Des centaines de milliers de femmes auraient été violées par les forces gouvernementales et les groupes politiques armés durant les conflits. Dans l’est de la RDC, les viols sont quelquefois commis sous les yeux des enfants de la victime et il arrive que la femme soit ensuite tuée ou délibérément blessée. Rares sont les victimes qui peuvent bénéficier des soins nécessaires. Au Togo, des femmes ont été violées, soupçonnées de soutenir l’opposition, par des membres des forces de sécurité ou des bandes de miliciens.

Des réformes législatives visant à améliorer le respect des droits fondamentaux des femmes ont été lancées ou poursuivies dans certains pays. Au Ghana, des organisations de la société civile ont débattue d’une réforme de la législation sur l’avortement et de l’absence de loi quant au viol conjugal : certains parlementaires ont demandé des peines plus sévères pour les auteurs de viols ou d’agressions sexuelles contre les femmes. Au Libéria, une loi intégrant une définition plus large du viol a été adoptée ; avant que ce pays ne s’engage à abolir la peine de mort , c’est ce châtiment qui était prévu pour les violeurs. Au Kenya , le parlement a accepté d’examiner un projet de loi sur le viol, défendu par un groupe de femmes. Ce texte proposait d’étendre la définition de ce crime et d’interdire la libération sous caution de toutes personne poursuivie pour viol sur mineur.
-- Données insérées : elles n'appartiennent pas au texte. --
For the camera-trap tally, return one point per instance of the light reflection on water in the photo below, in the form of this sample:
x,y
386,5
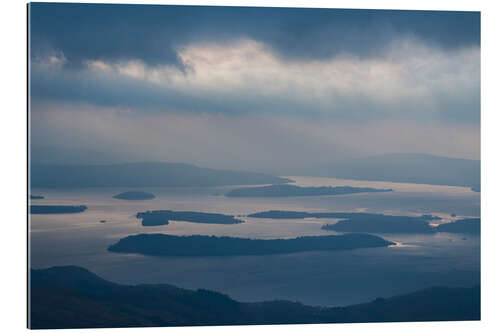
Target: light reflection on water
x,y
323,278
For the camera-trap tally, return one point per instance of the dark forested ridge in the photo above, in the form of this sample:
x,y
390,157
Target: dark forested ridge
x,y
162,217
287,190
169,245
73,297
142,175
36,209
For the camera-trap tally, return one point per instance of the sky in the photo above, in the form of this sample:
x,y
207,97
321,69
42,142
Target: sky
x,y
268,89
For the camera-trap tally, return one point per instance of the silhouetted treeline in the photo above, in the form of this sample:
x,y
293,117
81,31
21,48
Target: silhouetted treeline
x,y
56,209
72,297
134,195
161,217
168,245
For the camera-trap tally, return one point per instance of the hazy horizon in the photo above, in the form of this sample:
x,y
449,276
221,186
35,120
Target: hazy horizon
x,y
205,86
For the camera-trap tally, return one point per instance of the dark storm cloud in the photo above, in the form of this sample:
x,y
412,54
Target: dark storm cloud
x,y
153,34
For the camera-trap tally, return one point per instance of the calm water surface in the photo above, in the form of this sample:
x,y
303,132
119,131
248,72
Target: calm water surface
x,y
316,278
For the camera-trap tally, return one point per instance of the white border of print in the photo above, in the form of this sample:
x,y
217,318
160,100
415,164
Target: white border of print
x,y
14,168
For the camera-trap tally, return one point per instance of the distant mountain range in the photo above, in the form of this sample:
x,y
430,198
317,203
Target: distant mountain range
x,y
142,175
73,297
409,168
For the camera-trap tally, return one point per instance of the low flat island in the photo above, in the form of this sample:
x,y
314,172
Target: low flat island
x,y
361,222
299,191
135,195
463,226
162,217
168,245
56,209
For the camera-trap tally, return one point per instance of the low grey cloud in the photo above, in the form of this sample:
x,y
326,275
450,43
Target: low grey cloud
x,y
154,34
300,89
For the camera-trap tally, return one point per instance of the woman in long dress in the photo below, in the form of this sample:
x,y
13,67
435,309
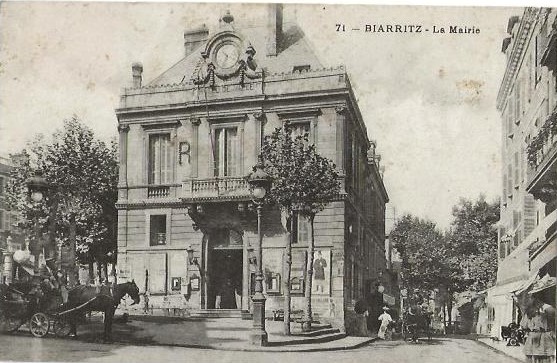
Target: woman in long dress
x,y
385,319
540,341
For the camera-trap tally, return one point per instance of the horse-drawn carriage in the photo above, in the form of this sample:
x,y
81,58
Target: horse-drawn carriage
x,y
43,310
416,325
24,303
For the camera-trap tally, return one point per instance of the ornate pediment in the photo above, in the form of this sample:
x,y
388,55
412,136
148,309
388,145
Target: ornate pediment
x,y
227,58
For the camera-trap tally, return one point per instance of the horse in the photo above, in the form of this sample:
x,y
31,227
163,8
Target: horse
x,y
89,298
416,322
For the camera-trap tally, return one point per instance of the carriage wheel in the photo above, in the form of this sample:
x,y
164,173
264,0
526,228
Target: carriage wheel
x,y
10,324
62,327
39,325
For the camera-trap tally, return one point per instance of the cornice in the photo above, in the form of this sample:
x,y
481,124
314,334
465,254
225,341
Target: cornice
x,y
527,23
149,204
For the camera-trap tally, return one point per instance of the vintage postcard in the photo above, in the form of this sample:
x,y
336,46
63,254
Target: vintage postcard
x,y
246,182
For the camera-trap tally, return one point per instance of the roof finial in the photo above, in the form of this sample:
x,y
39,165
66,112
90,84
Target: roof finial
x,y
227,18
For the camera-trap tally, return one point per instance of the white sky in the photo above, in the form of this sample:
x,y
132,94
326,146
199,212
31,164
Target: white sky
x,y
428,100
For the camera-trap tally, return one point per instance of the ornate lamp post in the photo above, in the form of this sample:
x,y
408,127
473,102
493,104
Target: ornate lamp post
x,y
259,183
36,189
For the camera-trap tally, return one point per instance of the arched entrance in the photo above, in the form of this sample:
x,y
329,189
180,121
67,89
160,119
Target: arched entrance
x,y
225,269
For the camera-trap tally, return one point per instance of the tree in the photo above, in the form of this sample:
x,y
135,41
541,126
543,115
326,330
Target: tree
x,y
304,182
79,209
473,238
428,264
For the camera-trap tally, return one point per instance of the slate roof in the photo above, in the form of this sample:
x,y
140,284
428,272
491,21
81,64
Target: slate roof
x,y
295,50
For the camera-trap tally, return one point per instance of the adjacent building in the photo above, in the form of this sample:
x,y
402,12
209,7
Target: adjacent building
x,y
527,101
188,139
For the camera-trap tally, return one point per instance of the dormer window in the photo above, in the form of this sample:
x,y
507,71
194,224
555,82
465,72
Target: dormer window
x,y
302,68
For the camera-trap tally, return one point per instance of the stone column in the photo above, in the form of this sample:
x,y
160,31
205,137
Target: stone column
x,y
123,172
241,146
313,131
340,127
258,137
8,267
195,122
245,274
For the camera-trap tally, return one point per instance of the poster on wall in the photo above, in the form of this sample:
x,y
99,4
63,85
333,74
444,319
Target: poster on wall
x,y
321,272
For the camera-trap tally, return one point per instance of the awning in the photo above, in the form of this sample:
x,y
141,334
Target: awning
x,y
506,288
544,283
531,280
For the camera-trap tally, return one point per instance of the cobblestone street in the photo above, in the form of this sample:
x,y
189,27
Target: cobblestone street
x,y
22,348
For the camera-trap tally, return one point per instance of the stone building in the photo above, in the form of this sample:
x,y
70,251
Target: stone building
x,y
188,139
527,101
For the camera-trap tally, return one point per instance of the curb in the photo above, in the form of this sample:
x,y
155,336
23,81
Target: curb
x,y
275,348
499,351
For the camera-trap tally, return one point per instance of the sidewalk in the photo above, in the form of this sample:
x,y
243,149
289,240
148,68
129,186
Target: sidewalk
x,y
216,333
501,346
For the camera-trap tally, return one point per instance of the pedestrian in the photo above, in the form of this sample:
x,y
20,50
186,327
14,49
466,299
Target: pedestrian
x,y
540,341
385,320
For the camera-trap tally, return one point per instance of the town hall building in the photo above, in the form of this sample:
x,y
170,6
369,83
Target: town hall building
x,y
187,228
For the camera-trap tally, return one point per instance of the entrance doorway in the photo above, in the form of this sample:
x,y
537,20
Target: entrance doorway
x,y
225,268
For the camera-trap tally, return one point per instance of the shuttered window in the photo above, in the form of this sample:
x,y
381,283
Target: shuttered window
x,y
160,159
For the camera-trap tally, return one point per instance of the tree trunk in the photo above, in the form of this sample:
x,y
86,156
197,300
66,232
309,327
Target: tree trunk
x,y
311,249
53,250
91,270
72,270
287,271
444,313
450,309
99,272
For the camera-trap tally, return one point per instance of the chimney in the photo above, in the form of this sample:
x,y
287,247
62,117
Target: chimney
x,y
274,28
137,71
194,38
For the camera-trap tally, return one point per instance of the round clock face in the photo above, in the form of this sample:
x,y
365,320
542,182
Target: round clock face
x,y
227,56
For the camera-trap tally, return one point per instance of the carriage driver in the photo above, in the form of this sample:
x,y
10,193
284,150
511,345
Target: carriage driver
x,y
56,283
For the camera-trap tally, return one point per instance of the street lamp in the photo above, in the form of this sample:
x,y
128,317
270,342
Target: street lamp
x,y
259,184
37,186
36,189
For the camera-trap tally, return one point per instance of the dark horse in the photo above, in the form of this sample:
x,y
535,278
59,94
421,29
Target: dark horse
x,y
416,323
104,299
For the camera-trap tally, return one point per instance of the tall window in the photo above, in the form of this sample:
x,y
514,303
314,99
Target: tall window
x,y
302,230
300,129
226,151
160,163
157,230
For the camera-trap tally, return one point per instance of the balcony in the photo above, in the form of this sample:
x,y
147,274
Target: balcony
x,y
549,49
223,189
159,191
542,157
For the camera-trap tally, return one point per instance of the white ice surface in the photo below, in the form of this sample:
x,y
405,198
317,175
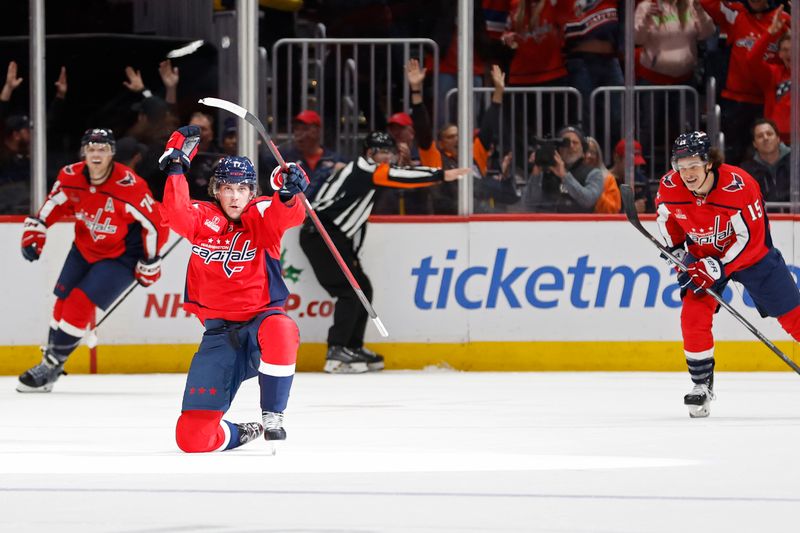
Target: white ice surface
x,y
411,452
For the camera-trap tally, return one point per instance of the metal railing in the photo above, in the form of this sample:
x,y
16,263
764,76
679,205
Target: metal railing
x,y
657,122
325,65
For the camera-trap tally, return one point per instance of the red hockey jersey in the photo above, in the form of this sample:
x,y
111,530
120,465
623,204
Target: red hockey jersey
x,y
234,271
743,30
114,218
538,58
729,223
775,82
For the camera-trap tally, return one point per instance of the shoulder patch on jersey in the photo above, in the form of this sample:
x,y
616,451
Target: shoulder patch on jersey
x,y
128,180
262,206
736,184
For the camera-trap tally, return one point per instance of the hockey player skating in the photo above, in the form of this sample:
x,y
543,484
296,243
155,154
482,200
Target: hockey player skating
x,y
713,218
234,286
118,238
343,203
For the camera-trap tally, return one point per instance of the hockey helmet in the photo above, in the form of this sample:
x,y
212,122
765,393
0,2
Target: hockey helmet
x,y
695,143
379,140
233,170
98,136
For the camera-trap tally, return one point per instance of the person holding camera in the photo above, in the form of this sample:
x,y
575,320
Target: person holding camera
x,y
561,180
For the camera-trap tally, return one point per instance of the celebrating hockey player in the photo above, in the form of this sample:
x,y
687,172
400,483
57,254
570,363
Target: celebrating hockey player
x,y
234,286
713,218
344,202
118,238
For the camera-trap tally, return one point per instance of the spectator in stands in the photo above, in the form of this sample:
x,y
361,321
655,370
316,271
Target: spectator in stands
x,y
594,155
497,190
592,37
401,127
568,185
129,152
306,150
773,79
533,33
445,33
536,37
666,33
642,195
230,137
10,85
770,162
15,166
444,153
742,101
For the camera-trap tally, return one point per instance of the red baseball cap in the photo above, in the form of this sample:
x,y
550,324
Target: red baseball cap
x,y
308,117
401,119
637,151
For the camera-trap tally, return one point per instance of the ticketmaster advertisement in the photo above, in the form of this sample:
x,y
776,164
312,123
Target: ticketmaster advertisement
x,y
487,295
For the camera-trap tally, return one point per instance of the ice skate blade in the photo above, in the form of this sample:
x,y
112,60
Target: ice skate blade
x,y
699,411
21,387
338,367
272,447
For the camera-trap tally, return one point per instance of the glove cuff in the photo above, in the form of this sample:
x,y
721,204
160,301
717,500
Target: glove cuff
x,y
174,169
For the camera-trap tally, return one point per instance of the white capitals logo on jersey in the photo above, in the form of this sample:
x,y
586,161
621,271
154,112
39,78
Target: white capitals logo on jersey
x,y
97,229
226,257
713,236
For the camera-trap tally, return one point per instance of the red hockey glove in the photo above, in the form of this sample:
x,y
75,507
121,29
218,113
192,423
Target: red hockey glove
x,y
289,182
180,149
33,235
705,273
147,271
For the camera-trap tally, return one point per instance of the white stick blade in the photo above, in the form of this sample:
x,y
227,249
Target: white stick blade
x,y
381,328
224,104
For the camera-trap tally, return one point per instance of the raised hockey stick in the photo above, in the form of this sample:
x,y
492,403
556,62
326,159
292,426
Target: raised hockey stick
x,y
633,217
253,120
91,339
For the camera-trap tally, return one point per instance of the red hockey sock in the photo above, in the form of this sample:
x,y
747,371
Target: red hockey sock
x,y
200,431
791,322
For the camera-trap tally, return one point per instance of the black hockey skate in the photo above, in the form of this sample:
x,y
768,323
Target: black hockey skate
x,y
248,431
43,376
374,361
699,399
341,360
273,428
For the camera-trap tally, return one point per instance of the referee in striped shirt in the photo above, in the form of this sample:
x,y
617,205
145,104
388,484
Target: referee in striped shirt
x,y
343,203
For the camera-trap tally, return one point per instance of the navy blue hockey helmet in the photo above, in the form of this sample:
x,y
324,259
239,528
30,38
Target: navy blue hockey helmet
x,y
98,136
233,169
695,143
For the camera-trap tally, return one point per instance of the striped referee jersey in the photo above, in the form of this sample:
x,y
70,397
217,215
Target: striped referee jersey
x,y
346,198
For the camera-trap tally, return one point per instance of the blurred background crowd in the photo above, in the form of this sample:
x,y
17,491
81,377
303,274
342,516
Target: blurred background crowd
x,y
547,74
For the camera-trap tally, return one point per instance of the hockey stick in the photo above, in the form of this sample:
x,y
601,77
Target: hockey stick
x,y
91,340
253,120
633,217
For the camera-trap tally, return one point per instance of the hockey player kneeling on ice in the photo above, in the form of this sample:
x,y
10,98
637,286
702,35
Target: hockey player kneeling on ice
x,y
118,239
234,286
343,203
712,216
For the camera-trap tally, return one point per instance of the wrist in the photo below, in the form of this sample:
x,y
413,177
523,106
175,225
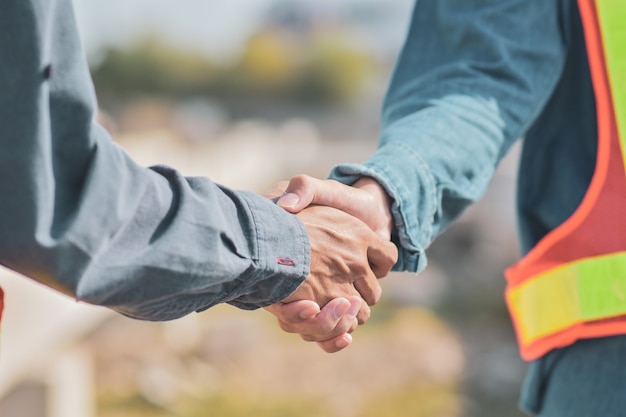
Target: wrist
x,y
382,201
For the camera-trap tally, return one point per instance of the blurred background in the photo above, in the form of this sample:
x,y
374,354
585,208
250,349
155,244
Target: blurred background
x,y
248,93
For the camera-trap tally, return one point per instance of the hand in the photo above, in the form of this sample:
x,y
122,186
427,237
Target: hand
x,y
347,258
331,326
366,199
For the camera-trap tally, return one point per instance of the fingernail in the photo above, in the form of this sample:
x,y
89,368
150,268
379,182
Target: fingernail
x,y
354,309
341,309
288,200
307,313
344,342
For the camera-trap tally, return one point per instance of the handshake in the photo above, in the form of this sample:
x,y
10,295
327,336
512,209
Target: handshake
x,y
349,230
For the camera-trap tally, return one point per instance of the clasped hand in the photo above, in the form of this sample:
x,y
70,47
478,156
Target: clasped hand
x,y
349,231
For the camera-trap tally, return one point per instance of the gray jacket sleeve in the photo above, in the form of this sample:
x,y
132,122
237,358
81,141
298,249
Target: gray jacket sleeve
x,y
77,214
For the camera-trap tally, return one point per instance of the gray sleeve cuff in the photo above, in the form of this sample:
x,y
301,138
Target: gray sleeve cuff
x,y
282,255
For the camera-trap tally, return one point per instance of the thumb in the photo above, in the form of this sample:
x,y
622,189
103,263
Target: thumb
x,y
300,193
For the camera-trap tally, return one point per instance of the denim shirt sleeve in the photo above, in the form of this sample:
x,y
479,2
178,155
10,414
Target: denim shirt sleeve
x,y
77,214
471,78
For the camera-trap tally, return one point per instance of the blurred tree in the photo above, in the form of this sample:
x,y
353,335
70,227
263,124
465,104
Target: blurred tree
x,y
275,66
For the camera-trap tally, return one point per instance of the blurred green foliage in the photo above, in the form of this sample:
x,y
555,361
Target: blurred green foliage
x,y
275,66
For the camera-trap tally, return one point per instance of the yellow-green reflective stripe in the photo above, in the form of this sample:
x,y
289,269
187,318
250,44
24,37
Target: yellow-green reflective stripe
x,y
612,17
585,290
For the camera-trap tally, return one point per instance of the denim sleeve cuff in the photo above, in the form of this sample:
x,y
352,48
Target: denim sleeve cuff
x,y
413,212
282,255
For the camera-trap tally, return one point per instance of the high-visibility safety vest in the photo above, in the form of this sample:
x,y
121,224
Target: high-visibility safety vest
x,y
572,284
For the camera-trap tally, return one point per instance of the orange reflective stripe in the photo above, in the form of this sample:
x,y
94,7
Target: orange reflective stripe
x,y
570,286
586,290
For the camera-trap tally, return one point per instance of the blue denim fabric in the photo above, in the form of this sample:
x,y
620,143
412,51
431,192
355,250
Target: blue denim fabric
x,y
475,75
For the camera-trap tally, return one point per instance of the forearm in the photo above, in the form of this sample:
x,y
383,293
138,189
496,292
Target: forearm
x,y
471,79
80,216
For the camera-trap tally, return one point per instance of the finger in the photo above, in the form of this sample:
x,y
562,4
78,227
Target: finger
x,y
382,257
338,316
277,190
363,314
368,287
294,312
336,344
328,326
304,190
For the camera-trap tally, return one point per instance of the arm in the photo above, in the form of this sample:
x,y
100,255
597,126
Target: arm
x,y
472,77
80,216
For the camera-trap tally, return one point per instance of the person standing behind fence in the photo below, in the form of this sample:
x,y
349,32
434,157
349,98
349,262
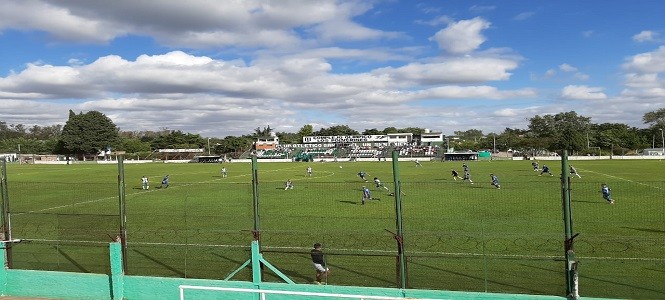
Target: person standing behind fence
x,y
546,169
573,171
607,193
145,183
319,262
495,181
367,195
288,185
455,174
165,182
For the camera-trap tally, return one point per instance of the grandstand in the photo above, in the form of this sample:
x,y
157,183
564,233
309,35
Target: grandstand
x,y
352,147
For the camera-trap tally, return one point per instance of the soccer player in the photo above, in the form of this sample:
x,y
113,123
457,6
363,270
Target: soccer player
x,y
379,184
165,182
467,175
455,174
319,262
535,166
573,171
546,169
288,185
495,181
607,193
145,183
367,195
362,175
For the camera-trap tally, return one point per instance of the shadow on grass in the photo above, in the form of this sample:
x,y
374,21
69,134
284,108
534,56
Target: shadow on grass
x,y
645,229
172,269
349,202
228,258
71,260
600,279
592,202
481,278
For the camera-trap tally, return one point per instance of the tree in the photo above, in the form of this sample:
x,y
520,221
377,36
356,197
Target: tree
x,y
561,131
232,144
372,131
88,133
262,132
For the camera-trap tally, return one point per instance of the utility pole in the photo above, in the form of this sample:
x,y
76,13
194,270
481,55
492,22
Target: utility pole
x,y
662,140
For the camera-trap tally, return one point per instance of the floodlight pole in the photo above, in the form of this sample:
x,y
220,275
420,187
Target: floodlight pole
x,y
122,211
255,198
572,291
6,223
399,236
256,260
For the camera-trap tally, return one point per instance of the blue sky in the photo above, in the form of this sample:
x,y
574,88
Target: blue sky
x,y
221,68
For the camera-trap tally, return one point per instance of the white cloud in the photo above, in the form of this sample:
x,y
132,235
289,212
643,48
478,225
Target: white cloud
x,y
524,16
195,23
649,62
567,68
455,70
481,8
181,91
645,36
582,92
462,37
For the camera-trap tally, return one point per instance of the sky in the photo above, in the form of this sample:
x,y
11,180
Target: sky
x,y
220,68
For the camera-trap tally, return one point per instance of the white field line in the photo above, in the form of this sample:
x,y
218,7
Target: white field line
x,y
621,178
383,252
138,193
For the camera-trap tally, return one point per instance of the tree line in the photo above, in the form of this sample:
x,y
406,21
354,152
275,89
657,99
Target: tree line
x,y
86,134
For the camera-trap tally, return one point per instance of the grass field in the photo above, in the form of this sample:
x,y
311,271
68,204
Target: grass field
x,y
457,236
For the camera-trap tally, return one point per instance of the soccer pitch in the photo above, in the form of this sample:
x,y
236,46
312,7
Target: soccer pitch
x,y
457,235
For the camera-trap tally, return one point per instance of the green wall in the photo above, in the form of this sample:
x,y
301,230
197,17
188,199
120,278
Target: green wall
x,y
65,285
Au Nigéria, certains Etats ont voté des lois relatives aux violences domestiques contre les femmes, mais le gouvernement fédéral n’ a pas remanié les lois discriminatoires et ni modifié le droit national pour le mettre en conformité avec le protocole de la Chartre africaine des droits de l’homme et des peuples relatifs aux droits des femmes, que le Nigéria a portant ratifié. Malgré l’absence de statistiques officielles, on estime que, dans certains groupes de populations de l’Etat de Lagos, près de deux tiers des femmes subissent au sein de leur foyer des violences. Des lois et des pratiques discriminatoires , l’attitude méprisante de certains policiers et des difficultés d’accès au système judiciaire contribuent à ceux que les violences contre les femmes soient largement tolérées et qu’un très grand nombre de ces sévices ne soient pas signalés.